In another session, Dr. Reivich asked the sergeants to think of situations when such internal
debates were useful. One, a veteran of several deployments to Iraq, said he was out at dinner
the night before when a customer at a nearby table said he and his friends were being obnoxious.
“At one time maybe I would have thrown the guy out the window and gone for the jugular,” the
sergeant said. But guided by the new techniques, he fought the temptation and decided to buy
the man a beer instead. “The guy came over and apologized,” he said.

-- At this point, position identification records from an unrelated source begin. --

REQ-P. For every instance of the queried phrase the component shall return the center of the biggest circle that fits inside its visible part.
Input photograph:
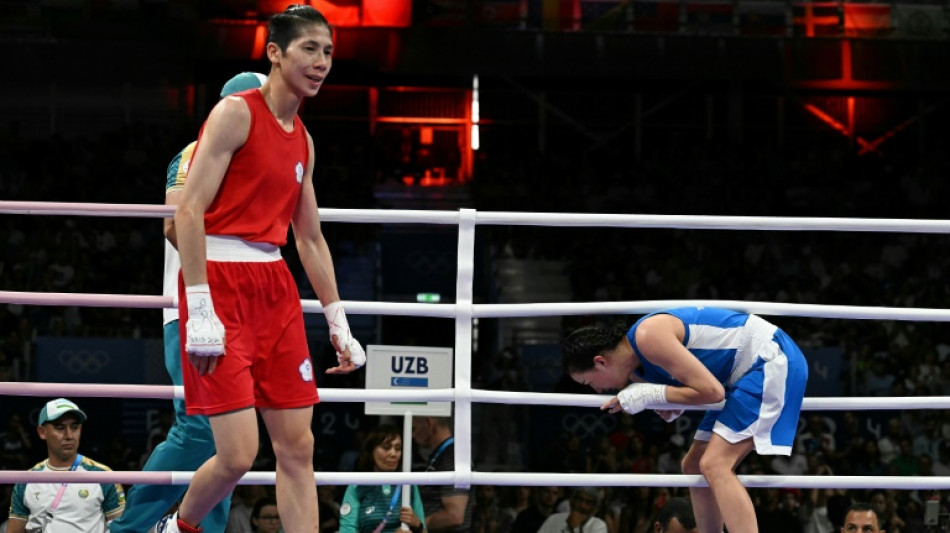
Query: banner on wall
(94, 360)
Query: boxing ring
(464, 311)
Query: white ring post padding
(465, 311)
(463, 347)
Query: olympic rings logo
(588, 424)
(83, 361)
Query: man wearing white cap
(64, 507)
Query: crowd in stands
(881, 358)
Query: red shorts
(266, 361)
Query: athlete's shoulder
(92, 465)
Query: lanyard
(62, 487)
(392, 505)
(448, 442)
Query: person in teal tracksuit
(378, 508)
(189, 442)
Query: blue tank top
(714, 335)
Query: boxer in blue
(699, 356)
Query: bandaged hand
(342, 338)
(639, 396)
(204, 332)
(668, 415)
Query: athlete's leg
(718, 465)
(235, 437)
(292, 440)
(187, 446)
(708, 517)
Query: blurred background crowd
(581, 134)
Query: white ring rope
(463, 311)
(856, 312)
(502, 218)
(493, 478)
(331, 395)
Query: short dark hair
(678, 508)
(284, 27)
(862, 507)
(381, 434)
(579, 348)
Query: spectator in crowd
(488, 515)
(447, 509)
(242, 507)
(862, 518)
(378, 508)
(86, 507)
(15, 444)
(543, 502)
(264, 516)
(580, 518)
(329, 506)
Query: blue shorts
(764, 404)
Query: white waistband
(237, 250)
(755, 341)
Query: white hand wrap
(205, 333)
(336, 319)
(669, 415)
(640, 396)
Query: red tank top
(259, 192)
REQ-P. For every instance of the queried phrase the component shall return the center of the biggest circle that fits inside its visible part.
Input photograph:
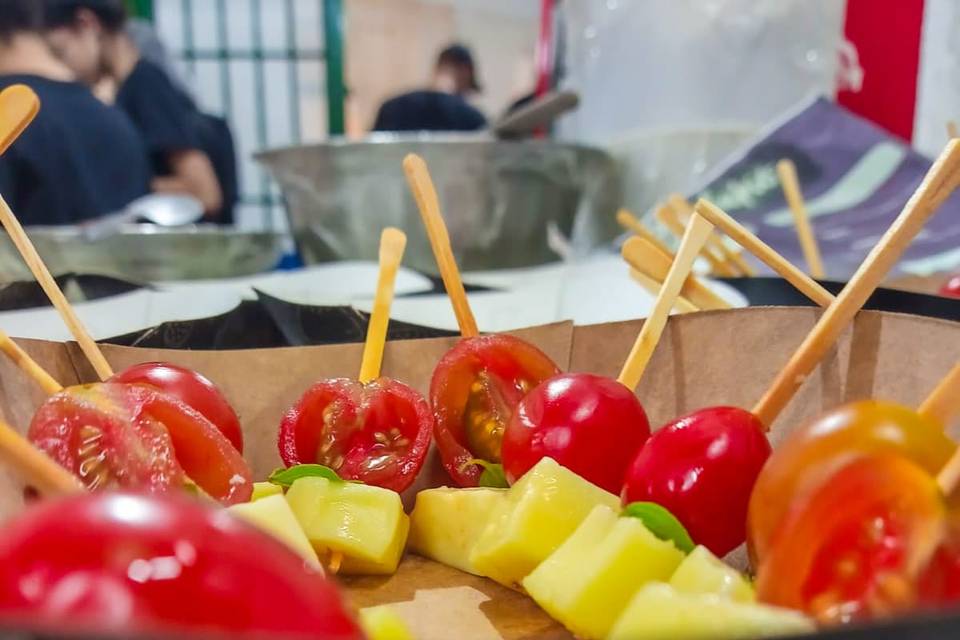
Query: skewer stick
(790, 272)
(424, 192)
(730, 258)
(808, 242)
(943, 403)
(682, 305)
(645, 258)
(28, 365)
(631, 223)
(693, 241)
(941, 180)
(392, 243)
(667, 215)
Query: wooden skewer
(645, 258)
(425, 194)
(392, 243)
(28, 365)
(733, 260)
(631, 223)
(941, 180)
(790, 272)
(808, 241)
(943, 403)
(682, 305)
(693, 241)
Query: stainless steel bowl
(502, 201)
(147, 253)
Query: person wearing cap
(79, 159)
(90, 36)
(444, 106)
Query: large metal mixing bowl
(502, 201)
(148, 253)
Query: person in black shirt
(443, 107)
(79, 159)
(90, 37)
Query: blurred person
(442, 107)
(90, 36)
(80, 158)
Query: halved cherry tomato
(474, 390)
(136, 565)
(812, 453)
(377, 433)
(854, 548)
(193, 388)
(137, 437)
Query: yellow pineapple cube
(274, 516)
(587, 582)
(365, 524)
(540, 511)
(702, 572)
(446, 523)
(660, 612)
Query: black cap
(459, 55)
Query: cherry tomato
(377, 433)
(132, 564)
(137, 437)
(589, 424)
(474, 390)
(192, 388)
(854, 548)
(951, 287)
(702, 468)
(812, 453)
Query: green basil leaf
(286, 477)
(661, 523)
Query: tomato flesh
(854, 549)
(702, 468)
(194, 389)
(812, 453)
(592, 425)
(132, 564)
(377, 433)
(474, 391)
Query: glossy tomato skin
(193, 388)
(589, 424)
(474, 391)
(812, 453)
(377, 433)
(855, 548)
(702, 468)
(132, 564)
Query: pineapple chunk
(274, 516)
(701, 572)
(383, 623)
(659, 612)
(446, 523)
(264, 490)
(587, 582)
(366, 524)
(540, 511)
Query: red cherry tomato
(589, 424)
(136, 437)
(377, 433)
(702, 468)
(474, 390)
(132, 564)
(855, 548)
(951, 287)
(192, 388)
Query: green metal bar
(336, 90)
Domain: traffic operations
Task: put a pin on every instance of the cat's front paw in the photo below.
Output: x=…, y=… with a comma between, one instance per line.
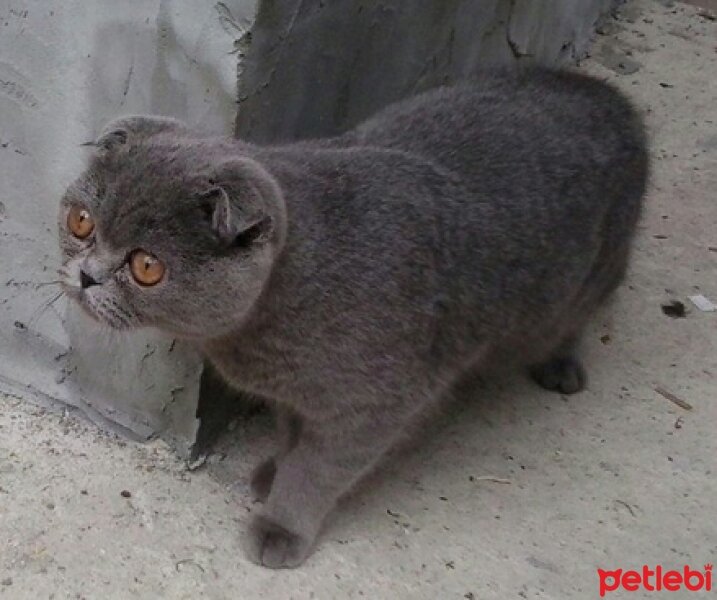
x=272, y=545
x=563, y=375
x=262, y=478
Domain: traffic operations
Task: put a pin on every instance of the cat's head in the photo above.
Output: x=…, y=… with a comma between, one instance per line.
x=168, y=230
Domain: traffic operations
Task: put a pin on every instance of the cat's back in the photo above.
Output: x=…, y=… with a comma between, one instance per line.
x=519, y=122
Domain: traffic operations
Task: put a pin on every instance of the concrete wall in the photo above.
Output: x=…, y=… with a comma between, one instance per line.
x=314, y=67
x=66, y=67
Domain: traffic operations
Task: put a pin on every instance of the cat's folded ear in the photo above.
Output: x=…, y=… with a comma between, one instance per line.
x=123, y=132
x=243, y=204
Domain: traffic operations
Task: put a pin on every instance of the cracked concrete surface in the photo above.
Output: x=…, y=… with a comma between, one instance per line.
x=517, y=493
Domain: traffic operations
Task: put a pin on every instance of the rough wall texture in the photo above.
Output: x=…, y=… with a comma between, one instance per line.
x=66, y=67
x=317, y=67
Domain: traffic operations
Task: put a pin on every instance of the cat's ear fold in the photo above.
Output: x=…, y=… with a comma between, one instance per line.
x=122, y=132
x=244, y=204
x=231, y=225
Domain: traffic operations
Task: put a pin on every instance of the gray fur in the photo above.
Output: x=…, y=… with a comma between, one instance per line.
x=353, y=280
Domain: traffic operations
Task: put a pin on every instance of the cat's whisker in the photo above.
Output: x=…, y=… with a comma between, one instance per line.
x=40, y=310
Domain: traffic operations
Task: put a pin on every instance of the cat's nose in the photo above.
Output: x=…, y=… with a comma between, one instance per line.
x=87, y=280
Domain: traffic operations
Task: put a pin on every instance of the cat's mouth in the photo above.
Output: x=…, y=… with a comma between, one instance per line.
x=97, y=305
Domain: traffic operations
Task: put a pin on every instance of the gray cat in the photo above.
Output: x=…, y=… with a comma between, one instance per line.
x=353, y=280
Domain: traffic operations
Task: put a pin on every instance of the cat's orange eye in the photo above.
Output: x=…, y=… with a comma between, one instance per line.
x=79, y=222
x=146, y=269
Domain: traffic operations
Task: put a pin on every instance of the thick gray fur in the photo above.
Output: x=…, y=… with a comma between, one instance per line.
x=353, y=280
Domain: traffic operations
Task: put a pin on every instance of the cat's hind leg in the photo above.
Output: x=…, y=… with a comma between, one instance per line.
x=288, y=427
x=330, y=457
x=562, y=372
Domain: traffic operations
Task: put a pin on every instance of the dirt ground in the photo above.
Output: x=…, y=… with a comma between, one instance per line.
x=518, y=493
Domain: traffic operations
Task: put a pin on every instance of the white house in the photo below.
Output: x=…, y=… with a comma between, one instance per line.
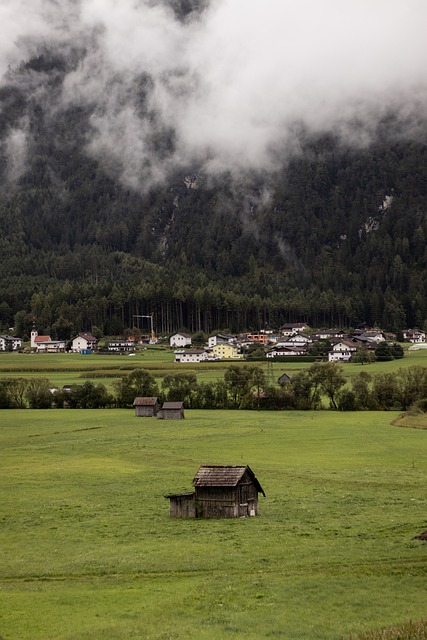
x=84, y=342
x=221, y=338
x=45, y=344
x=342, y=351
x=9, y=343
x=290, y=328
x=277, y=352
x=414, y=336
x=121, y=346
x=180, y=340
x=191, y=355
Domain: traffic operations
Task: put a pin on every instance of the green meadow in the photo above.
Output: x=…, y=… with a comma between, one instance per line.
x=75, y=368
x=88, y=550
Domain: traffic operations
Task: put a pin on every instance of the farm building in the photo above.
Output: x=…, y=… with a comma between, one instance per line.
x=146, y=407
x=220, y=492
x=172, y=411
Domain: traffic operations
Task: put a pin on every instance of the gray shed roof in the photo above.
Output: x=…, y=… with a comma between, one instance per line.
x=223, y=476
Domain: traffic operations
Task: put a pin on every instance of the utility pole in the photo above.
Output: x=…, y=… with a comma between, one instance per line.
x=153, y=335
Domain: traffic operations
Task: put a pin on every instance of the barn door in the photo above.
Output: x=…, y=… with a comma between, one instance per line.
x=243, y=500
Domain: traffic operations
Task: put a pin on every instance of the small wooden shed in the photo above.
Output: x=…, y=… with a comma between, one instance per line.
x=220, y=492
x=146, y=407
x=172, y=411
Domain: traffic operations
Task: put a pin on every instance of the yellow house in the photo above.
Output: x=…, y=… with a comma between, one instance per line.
x=226, y=351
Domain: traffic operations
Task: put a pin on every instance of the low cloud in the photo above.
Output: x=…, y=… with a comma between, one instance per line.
x=227, y=85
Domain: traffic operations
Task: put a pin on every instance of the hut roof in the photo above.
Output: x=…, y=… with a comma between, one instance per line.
x=222, y=476
x=173, y=405
x=144, y=402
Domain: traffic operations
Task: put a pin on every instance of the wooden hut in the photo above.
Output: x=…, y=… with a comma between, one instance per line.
x=172, y=411
x=220, y=492
x=147, y=407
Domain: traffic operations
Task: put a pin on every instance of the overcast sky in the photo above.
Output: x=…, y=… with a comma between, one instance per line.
x=233, y=80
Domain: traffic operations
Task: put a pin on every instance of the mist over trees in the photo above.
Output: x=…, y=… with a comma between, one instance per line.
x=333, y=232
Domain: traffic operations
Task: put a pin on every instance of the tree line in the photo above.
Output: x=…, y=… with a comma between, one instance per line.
x=322, y=385
x=334, y=236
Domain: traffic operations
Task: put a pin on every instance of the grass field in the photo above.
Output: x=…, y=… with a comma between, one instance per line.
x=88, y=550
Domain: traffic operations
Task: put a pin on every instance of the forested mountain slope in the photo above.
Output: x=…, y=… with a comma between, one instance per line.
x=332, y=232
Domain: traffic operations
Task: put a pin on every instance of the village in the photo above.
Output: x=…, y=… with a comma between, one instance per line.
x=290, y=340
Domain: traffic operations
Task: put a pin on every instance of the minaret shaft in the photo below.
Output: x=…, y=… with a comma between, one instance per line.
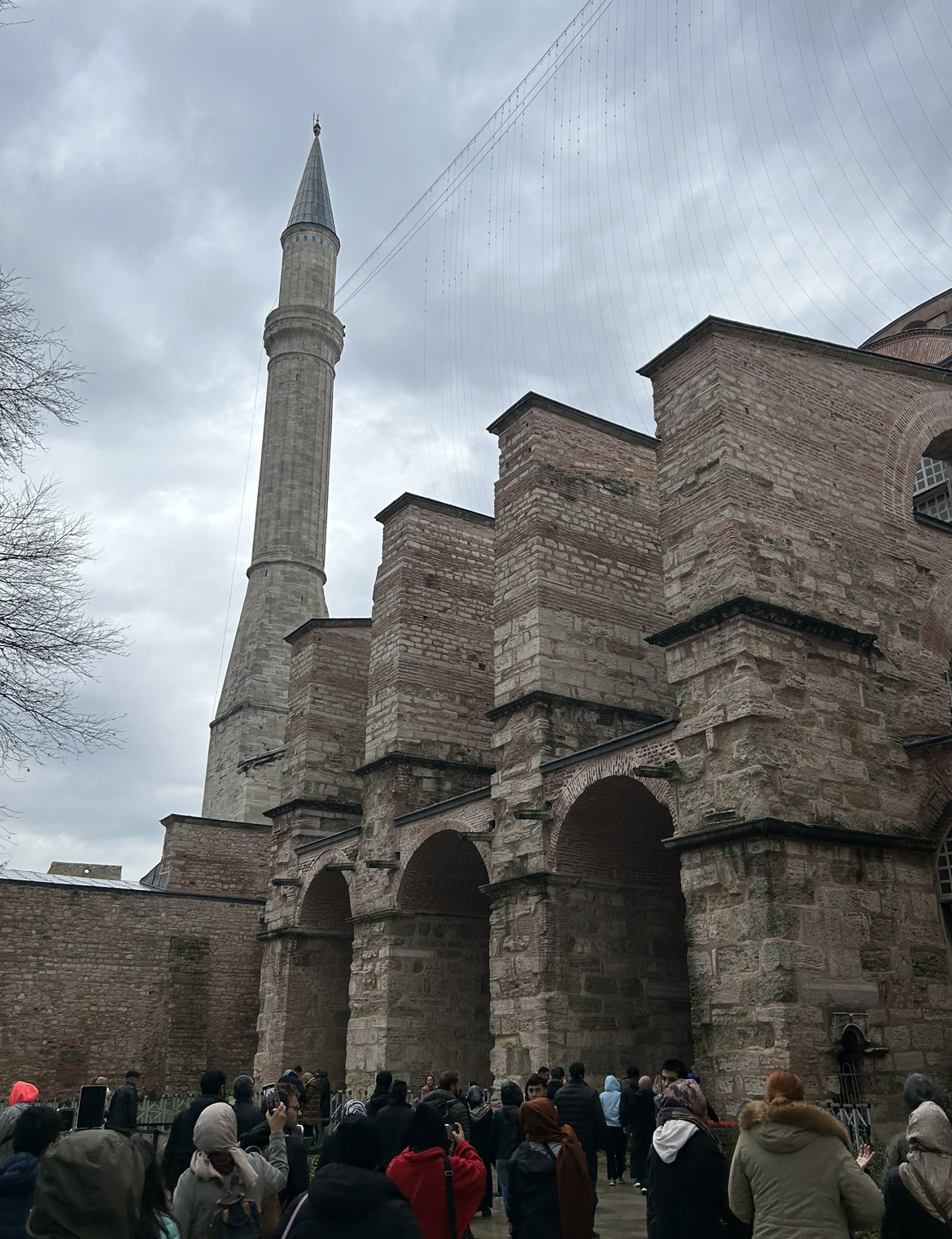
x=286, y=580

The training is based in part on the ideas of Dr. Aaron Beck and the late Albert Ellis, who found
that mentally disputing unexamined thoughts and assumptions often defuses them. It also draws
on recent research suggesting that people can manage stress by thinking in terms of their
psychological strengths.

“Psychology has given us this whole language of pathology, so that a soldier in tears after seeing
someone killed thinks, ‘Something’s wrong with me; I have post-traumatic stress,’ ” or P.T.S.D.,
Dr. Seligman said. “The idea here is to give people a new vocabulary, to speak in terms of resilience.
Most people who experience trauma don’t end up with P.T.S.D.; many experience post-traumatic growth.”

Many of the sergeants were at first leery of the techniques. “But I think maybe it becomes like muscle
memory — with practice you start to use them automatically,” said Sgt. First Class Darlene Sanders
of Fort Jackson, S.C.

To track the effects of the program, the Army will require troops at all levels, from new recruits to
officers, to regularly fill out a 170-item questionnaire to evaluate their mental health, along with the
strength of their social support, among other things. The program is not intended to diagnose mental
health problems. The results will be kept private, General Casey said.

The Army will track average scores in units to see whether the training has any impact on mental
symptoms and performance, said Gen. Rhonda Cornum, the director of Comprehensive Soldier Fitness,
who is overseeing the carrying out of the new resilience program. General Cornum said that the Army
had contracted with researchers at the University of Michigan to determine whether the training was
working, and added that corrections could be made along the way “if the program is not having the
intended effect.”

This being the Army, the sergeants at the training session last week had questions about logistics.
How would teachers be evaluated? How and when would Reserve and Guard units get the training?
Perhaps the biggest question — can an organization that has long suppressed talk of emotions now
open up? — is unlikely to have an answer until next year at the earliest. But the Army’s leaders are
determined to ask.

“For years, the military has been saying, ‘Oh, my God, a suicide, what do we do now?’ ” said Col.
Darryl Williams, the program’s deputy director. “It was reactive. It’s time to change that.”